What about yesterday? a small voice quizzed. Isn’t that what you did at the park?
Again, she cleared her throat, hoping to shed the guilt that had settled over her as well as the sense of impotence. “I’m truly sorry, Ms. Rodriguez. We’re in the banking business, but we can’t loan money when the risk to do so is too high.”
“But I’m a hard worker. And honest. You can talk to the priest at my parish, he’ll tell you…”
Again Claire felt the uneasiness, the discomfort. The guilt. “Have you considered selling the house outright and living off the proceeds until after the baby comes and you can go back to work?”
“I don’t want to sell the house,” Maria said. “It’s all I have.”
It wasn’t all she had. She had her children.
Claire would have traded places with her in a snap, if it would have brought Erik back.
Maria slumped back in her chair. “So there’s nothing you can do?”
“I’m afraid not. Fairbrook Savings and Loan has a reputation for being conservative, so you may have better luck at another financial institution in town.” Claire stood, signaling the discussion was over, the judgment made. “Unfortunately, my hands are tied.”
The woman nodded, then touched the boy lightly on the shoulder. “Come along, mijo.”
“Are we done?” the boy asked.
“Yes.”
Maria guided her children out of Claire’s office, her shoulders hunched, yet she held her head high and led her little family to the door.

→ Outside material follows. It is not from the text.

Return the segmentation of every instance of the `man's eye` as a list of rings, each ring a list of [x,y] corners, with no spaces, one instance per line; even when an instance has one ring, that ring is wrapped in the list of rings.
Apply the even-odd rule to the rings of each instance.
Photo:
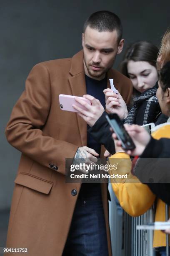
[[[133,76],[129,76],[129,78],[130,79],[135,79],[135,78],[136,78],[136,77],[134,77]]]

The boy slipped his hand in his mother’s. “Can we go to the playground now? Please?”
“Yes, mijo. For a little while.”
Claire would have given anything to turn back the clock, to have her son at her side again, asking to go to the park.

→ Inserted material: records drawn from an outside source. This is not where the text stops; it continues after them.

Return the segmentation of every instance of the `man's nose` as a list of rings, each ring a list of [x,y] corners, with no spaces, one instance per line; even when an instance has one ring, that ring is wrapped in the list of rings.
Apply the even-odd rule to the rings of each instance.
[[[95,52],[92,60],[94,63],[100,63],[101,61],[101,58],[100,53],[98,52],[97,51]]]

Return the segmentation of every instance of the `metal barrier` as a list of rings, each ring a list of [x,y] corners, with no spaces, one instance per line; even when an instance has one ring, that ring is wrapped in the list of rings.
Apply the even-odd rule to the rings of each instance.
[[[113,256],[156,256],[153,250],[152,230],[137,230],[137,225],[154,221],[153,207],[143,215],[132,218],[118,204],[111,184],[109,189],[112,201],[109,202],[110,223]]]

Yet that fact didn’t make her feel the least bit better about dashing another woman’s dreams.
Chapter 2
Walter Klinefelter parked his red Ford Ranger at Mulberry Park, then withdrew the worn leather game case and locked the door.

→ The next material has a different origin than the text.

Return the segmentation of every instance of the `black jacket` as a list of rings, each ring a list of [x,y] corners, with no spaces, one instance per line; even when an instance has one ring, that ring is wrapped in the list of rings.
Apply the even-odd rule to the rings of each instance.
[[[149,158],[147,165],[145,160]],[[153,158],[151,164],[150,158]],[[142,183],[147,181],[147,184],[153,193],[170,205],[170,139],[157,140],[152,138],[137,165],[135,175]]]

Two spaces down, the old woman and the blond-haired little girl climbed from their white Honda Prelude. They weren’t what he’d call regulars, since they’d just been coming to the park the past couple of weeks, but they showed up about midday. Like he did.
He’d approached them once, trying to make small talk, but the woman snubbed him like he was a dirty old man or something.
Heck, he was harmless. But he supposed they didn’t know that.
“Oh, yay,” the blond pixie said. “He’s here again today.”
“Who, dear?” the granny asked.
“Trevor.” The girl moved the tan-skinned dolly she carried from one arm to the other, then pointed to the child who’d been hanging out at the park a lot this summer, the kid who appeared as though he didn’t have a friend in the world.
In that sense, the boy and Walter had a lot in common.
“I told you before,” Granny said. “That boy is too old to be your friend.”
“He’s not exactly my friend,” the little blonde said. “He just helped me do something yesterday, and I might need him to do it again.”